Fondazione, muro sulle dimissioni

E il Cda voleva visionare le spese dell'Auditorium
Il presidente Scaravaggi: vado per la mia strada

Fondazione di Piacenza e Vigevano: il dialogo c'è, non c'è la pace. Francesco Scaravaggi, presidente dimissionario, l'indomani dell'incontro con il consiglio di amministrazione che lui stesso chiedeva di azzerare, incontro durato sei ore, fino alle 22.30 di sera, parla di un clima «civile, ma un po' teso».
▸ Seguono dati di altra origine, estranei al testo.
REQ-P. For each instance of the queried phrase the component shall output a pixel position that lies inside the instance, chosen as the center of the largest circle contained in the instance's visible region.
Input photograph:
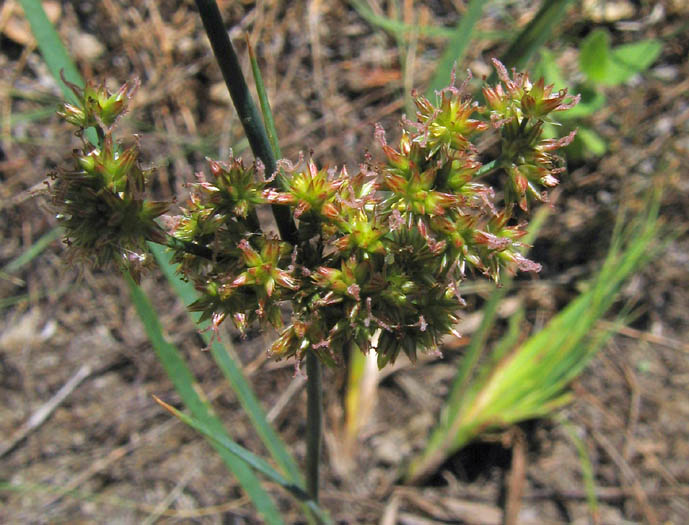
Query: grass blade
(263, 100)
(50, 45)
(58, 59)
(186, 387)
(530, 381)
(456, 47)
(228, 364)
(251, 459)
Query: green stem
(244, 104)
(314, 422)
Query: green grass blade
(186, 387)
(456, 47)
(251, 459)
(530, 381)
(228, 364)
(534, 35)
(54, 53)
(50, 45)
(264, 102)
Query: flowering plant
(378, 253)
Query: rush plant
(367, 260)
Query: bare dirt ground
(331, 75)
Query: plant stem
(314, 422)
(243, 102)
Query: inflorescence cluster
(380, 254)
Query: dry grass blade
(530, 381)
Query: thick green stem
(314, 423)
(244, 104)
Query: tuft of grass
(530, 381)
Mentre dal fronte del Cda, dei cinque membri in rotta di collisione con il presidente (che ha dalla sua parte solo il consigliere Stefano Pareti), si apprende che è arrivata un'energica contestazione a Scaravaggi per il mancato inserimento nell'ordine del giorno di due punti richiesti dal collegio sindacale e dai cinque consiglieri (Beniamino Anselmi, Franco Marenghi, Giovanni Rebecchi, Carlo Tagliaferri e Renzo De Candia). Vale a dire: la disamina delle spese, per lo più per l'Auditorium di via Sant'Eufemia, mai passate attraverso il Cda - è stato sottolineato dagli interessati - e in assenza di deleghe date a persona specifica di spendere. Contestato anche il mancato inserimento della discussione sulle dimissioni di Scaravaggi: «atto arbitrario» lo definisce il vicepresidente Beniamino Anselmi e «di scarsa considerazione verso il Cda, vista la richiesta fatta da cinque consiglieri e ne bastano tre per convocare». E' stata rimarcata la posizione del presidente "sfiduciato" dal consiglio generale e depositata una memoria dove si ripercorrono le ultime vicende sulla Fondazione.
Altre puntualizzazioni hanno riguardato le dichiarazioni di Scaravaggi alla stampa, come la vicenda della doppia firma necessaria per disporre del dossier-titoli. «E' stato lui a proporla il 16 settembre 2013 - afferma Anselmi, carte alla mano - delegando quattro consiglieri». Solo in un secondo tempo avrebbe posto come condizione la presenza della sua stessa firma. «C'è un clima diffamatorio» commenta il vicepresidente vicario. E da ultimo, i cinque del Cda hanno "diffidato" dal convocare il parlamentino per la nomina del nuovo presidente senza averla prima sottoposta al Cda, come da articolo 20, comma 3, dello Statuto.
Queste le "spine". Ma nella riunione a Palazzo Rota Pisaroni (dovrebbe tenersene un'altra il 25 luglio per finire l'esame dei verbali) sono state decise insieme alcune cose essenziali, per esempio la scelta dell'advisor per analizzare il prezzo offerto da Banca Intesa sulle azioni Monte Parma.
Scaravaggi sulla seduta dichiara: «Ognuno ha detto le sue, mi hanno contestato molto e lungamente il fatto che non mi dimetto e che dovevo mettere nell'odg un punto che non ho messo. Loro mi attaccano, ma io mi muovo con un legale e vado per la mia strada, se no si diventa come bambini... che giocano alle figurine». La lunga seduta si spiega con il fatto che sono stati letti i verbali parola per parola e sono state chieste correzioni, è andata invece liscia la scelta dell'advisor (Pricewaterhouse, ndr) e si è deciso dove ripartire i 30 milioni rientrati da Royal Bank of Scotland che hanno rese bene «e provvisoriamente si è pensato di depositarli secondo la maggior convenienza per la Fondazione, e si è distribuito tra più banche» dice il presidente. Non sono invece chiari i tempi del passaggio di testimone al vertice della Fondazione. Se la scelta di un candidato capace di aggregare consensi arrivasse in settimana, sostiene il presidente, forse sarebbe ancora possibile convocare entro luglio il consiglio generale per eleggere il presidente. Ci sono dei tempi tecnici da rispettare. In agosto la Fondazione chiude, la partita potrebbe slittare a settembre. Scaravaggi ha anche studiato il regolamento per la nomina del nuovo presidente: «Presenterò le mie dimissioni al primo punto e poi sarà nominato il nuovo presidente dal consiglio generale, ciò non è contrario al regolamento». E i nomi corrono, ma un "designato" non emerge.